The report also revealed that then-FBI Director James Comey was aware of then-Democratic presidential nominee Hillary Clinton’s plan to discredit Trump by linking him to Russian election interference.
“It is crucial we address these serious concerns promptly and comprehensively to ensure individuals within the FBI who have demonstrated a lack of integrity in conduct related to these investigations—or others—do not maintain access to sensitive national security information,” the former national security officials wrote in their letter to House Judiciary Chairman Jim Jordan (R-Ohio) and House Oversight Committee Chairman James Comer (R-Ky.).
“We urge you to hold immediate oversight hearings on the policies and criteria employed by the FBI for issuing, assessing, and revoking security clearances,” the letter added. “Such hearings are necessary to ensure transparency, accountability, and public trust in our law enforcement agencies.”
The letter specifically requests that Jordan and Comer prioritize investigations into the FBI’s procedures regarding the granting and revoking of security clearances. It also urged an examination of how the bureau currently addresses and prevents political influences from impacting its operations.
The Epoch Times adds:
The former national security officials also asked Jordan and Comer to investigate the frequency of disciplinary actions taken when members of the FBI improperly access a Foreign Intelligence Surveillance Act (FISA) database.
Section 702 of FISA authorizes agencies like the FBI to collect information like emails without warrants from foreigners, even if they’re in the United States, and bars intentionally targeting Americans. This warrantless collection of foreign communications can result in the incidental collection of otherwise private communications by U.S. citizens, though safeguards are supposed to be in place to preserve Americans’ Fourth Amendment rights against unreasonable searches and seizures. Searches of raw unfiltered FISA data must be reasonably likely to retrieve foreign intelligence information or evidence of a crime.
Last month, the Foreign Intelligence Surveillance Court (FISC) issued a memorandum opinion revealing that the FBI had engaged in over 278,000 improper accesses of FISA data between 2020 and early 2021. These improper queries of the FISA database were conducted against individuals suspected of involvement in the January 6, 2021, breach of the U.S. Capitol, participants in Black Lives Matter protests, and contributors to a congressional campaign, the outlet noted further.
“As [FBI Director Chris Wray] has made clear, the errors described in the Foreign Intelligence Surveillance Court’s opinion are completely unacceptable,” the FBI said in a statement last month following the memorandum.

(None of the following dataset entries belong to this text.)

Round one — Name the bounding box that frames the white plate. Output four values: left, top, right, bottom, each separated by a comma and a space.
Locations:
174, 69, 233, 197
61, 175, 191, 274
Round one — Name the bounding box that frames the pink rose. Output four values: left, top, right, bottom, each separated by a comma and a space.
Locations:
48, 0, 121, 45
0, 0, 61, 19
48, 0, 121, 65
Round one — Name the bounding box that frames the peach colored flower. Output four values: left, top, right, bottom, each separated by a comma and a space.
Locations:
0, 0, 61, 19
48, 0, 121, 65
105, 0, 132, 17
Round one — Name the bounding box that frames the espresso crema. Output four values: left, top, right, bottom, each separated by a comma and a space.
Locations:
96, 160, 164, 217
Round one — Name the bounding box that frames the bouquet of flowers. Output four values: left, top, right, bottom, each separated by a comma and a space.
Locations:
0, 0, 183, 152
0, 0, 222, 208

“As a result of the audits that revealed these instances of noncompliance, the FBI changed its querying procedures to make sure these errors do not happen again,” it continued.
“We are committed to continuing this work and providing greater transparency into the process to earn the trust of the American people and advance our mission of safeguarding both the nation’s security, and privacy and civil liberties, at the same time.”